One option is to use the python script that we used during the course. You can find it here: https://github.com/FreBio/mytools/blob/master/vcf2fasta.py . You can use on your combined VCF files produced with GATK.
bcftools view -v snps filtered_output.vcf.gz -o filtered_output.snps.vcf.gz
vcf2fasta.py filtered_output.snps.vcf.gz
After running BCFtools, the script will generate you a fasta file that you can use as input for a phylogenetic tree building program as such:
FastTree -gtr -nt filtered_output.snps.vcf.gz.fa > mytree.nw
15.2.2 Option 2: Run snippy Core
If your project involves bacteria or viruses, you may have used snippy
to perform mapping and variant calling on your trimed FASTQ files. The command might have looked something like this:
cpus=8
REFERENCE=""
for read_1 in *_R1_001.fastq.gz
do
sample_name=$(basename ${read_1} _R1_001.fastq.gz)
snippy \
--cpus "$cpus" \
--ref "$REFERENCE" \
--R1 "$read_1" \
--R2 ${sample_name}_R2_001.fastq.gz \
--outdir snippy/snippy_"$sample_name" \
--prefix "$sample_name"
done
This command will generate a series of folders inside the snippy
directory, with each folder named snippy_$sample_name
. These folders contain multiple output files, including consensus VCF files.
snippy
simplifies the process of creating a core SNP alignment. You can run the following command:
REF=""
prefix=""
snippy core --reference $REF --prefix $prefix snippy_*
If the command runs successfully, you will find two files: core.aln
and core.full.aln
. These files contain the SNPs for each sample, with or without invariant sites, respectively.

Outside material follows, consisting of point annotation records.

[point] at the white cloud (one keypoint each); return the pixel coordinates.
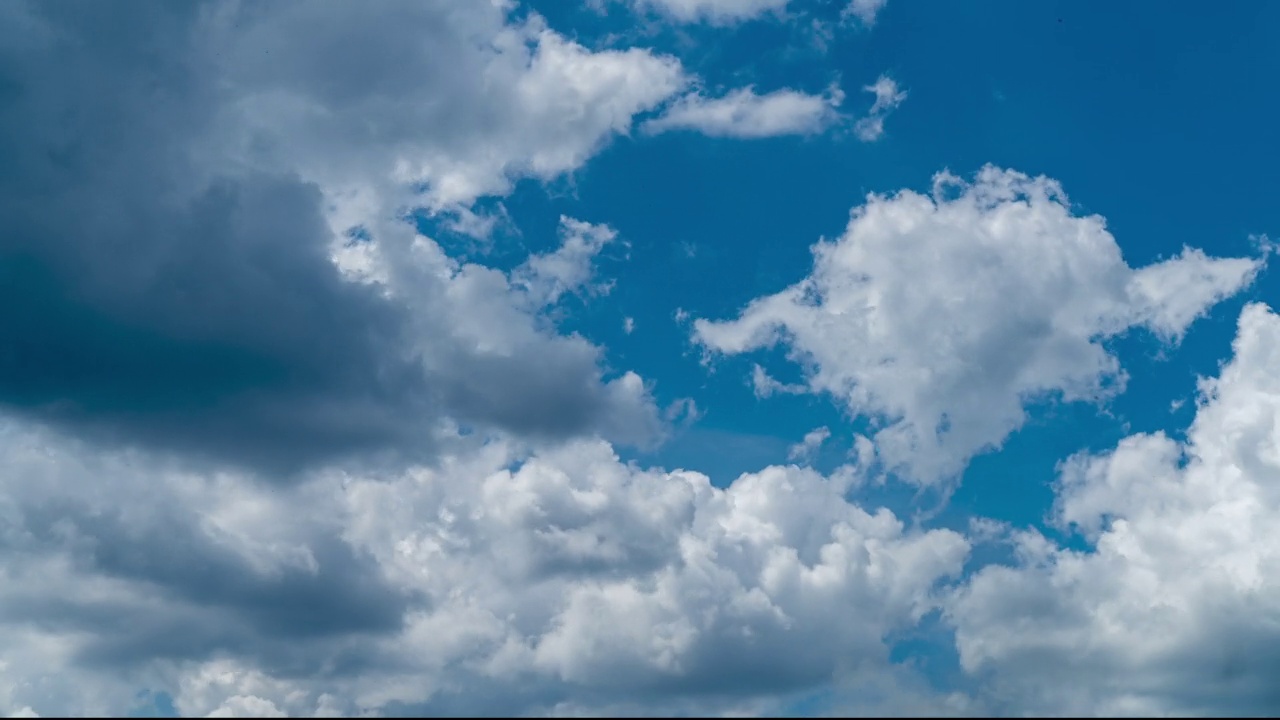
(887, 99)
(807, 447)
(942, 317)
(766, 386)
(568, 269)
(745, 114)
(1175, 609)
(864, 10)
(716, 12)
(252, 144)
(488, 583)
(503, 100)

At this point, it’s useful to check whether all your samples are included, as well as the number of variant and invariant sites. You can use the following bash commands along with seqtk
:
# Number of isolates with aligned sites
grep -c ">" core.full.aln
grep -c ">" core.aln
# Number of aligned sites, including invariant sites
seqtk comp core.full.aln | cut -f1,2
# Number of core SNP sites
seqtk comp core.aln | cut -f1,2
Sometimes, you might need to perform an additional cleanup step to remove ‘N’ characters. For this, the snp-sites
program is very handy. After cleaning, you can perform phylogenetic tree inference on the alignment:
FastTree -gtr -nt clean.core.aln > clean.core.tree
This process will yield a phylogenetic tree based on the cleaned core SNP alignment.
15.3 Tree visualisation
TBC
15.4 More complex tree building programs
TBC
Now, it’s time to apply your phylogenetics skills to determine where the patient in our storyline contracted their malaria infection.
You will be working with a dataset called ‘contextual data.’ Although the data is simulated for this exercise, in real scenarios, we often rely on public datasets with robust metadata to make such inferences.
Start your analysis and explore what insights you can draw from the phylogeny. Don’t forget to create a visualization of the phylogenetic tree!